Она громко сглатывает слюну.
— Так, а когда же ты вернешься?
— Трудно сказать. Похоже, придется остаться на весь уик-энд, развлекать руководство из Чикаго.
— Мне казалось, что твои дела с чикагским офисом завершены, — сухо цедит она.
— Все не так просто. Идет реорганизация, создаются и ликвидируются отделы. Нужно, чтобы колесики вертелись.
Она не отвечает.
— Кроме того, я пробуду здесь целую неделю, — продолжает он, сворачивая влево.
Мы никак не можем найти дом, поскольку, согласно указаниям, он находится на внутренней стороне шоссе.

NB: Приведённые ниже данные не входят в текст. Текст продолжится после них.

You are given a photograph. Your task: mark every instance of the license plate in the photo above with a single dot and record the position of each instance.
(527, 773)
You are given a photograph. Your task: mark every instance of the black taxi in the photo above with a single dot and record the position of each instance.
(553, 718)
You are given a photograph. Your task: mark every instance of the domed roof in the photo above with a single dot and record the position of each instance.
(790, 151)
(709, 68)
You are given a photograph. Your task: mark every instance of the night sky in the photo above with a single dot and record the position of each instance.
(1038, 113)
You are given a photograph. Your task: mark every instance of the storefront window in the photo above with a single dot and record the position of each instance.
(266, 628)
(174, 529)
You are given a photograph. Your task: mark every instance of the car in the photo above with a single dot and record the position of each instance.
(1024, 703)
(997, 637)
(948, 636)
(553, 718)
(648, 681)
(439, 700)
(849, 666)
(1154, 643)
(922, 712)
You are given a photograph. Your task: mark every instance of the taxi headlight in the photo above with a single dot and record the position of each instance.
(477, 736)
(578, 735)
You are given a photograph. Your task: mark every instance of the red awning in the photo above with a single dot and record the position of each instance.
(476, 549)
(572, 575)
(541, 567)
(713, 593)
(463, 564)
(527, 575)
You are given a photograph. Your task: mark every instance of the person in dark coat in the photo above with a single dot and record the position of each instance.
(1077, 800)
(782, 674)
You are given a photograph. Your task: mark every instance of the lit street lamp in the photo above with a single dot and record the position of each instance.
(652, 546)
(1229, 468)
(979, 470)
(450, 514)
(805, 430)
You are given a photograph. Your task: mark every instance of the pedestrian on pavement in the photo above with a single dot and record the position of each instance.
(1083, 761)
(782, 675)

— Просто поверить невозможно, что у них нет вида на океан, — твердит миссис N., вынуждая мужа в третий раз проезжать одну и ту же кольцевую транспортную развязку. — Дай мне схему!
Он сминает бумагу в комок и швыряет в нее, не отрывая взгляда от дороги. Она тщательно разглаживает бумагу на коленях.
— По-моему, ты двигался в обратном направлении.
— Давай будем психами и просто последуем гребаным указаниям: посмотрим, куда это нас приведет, — цедит он.
— Есть хочу! Сейчас умру, если не поем, — стонет Грейер.
Сумерки уже сгущаются, когда мы наконец подъезжаем к крытому черепицей трехэтажному дому Хорнеров. Ферди, золотистый ретривер, мирно спит на длинной террасе под гамаком, громко, приветственно трещат кузнечики. Джек Хорнер открывает сетчатую дверь, одетый в выцветшие джинсы и клетчатую рубашку.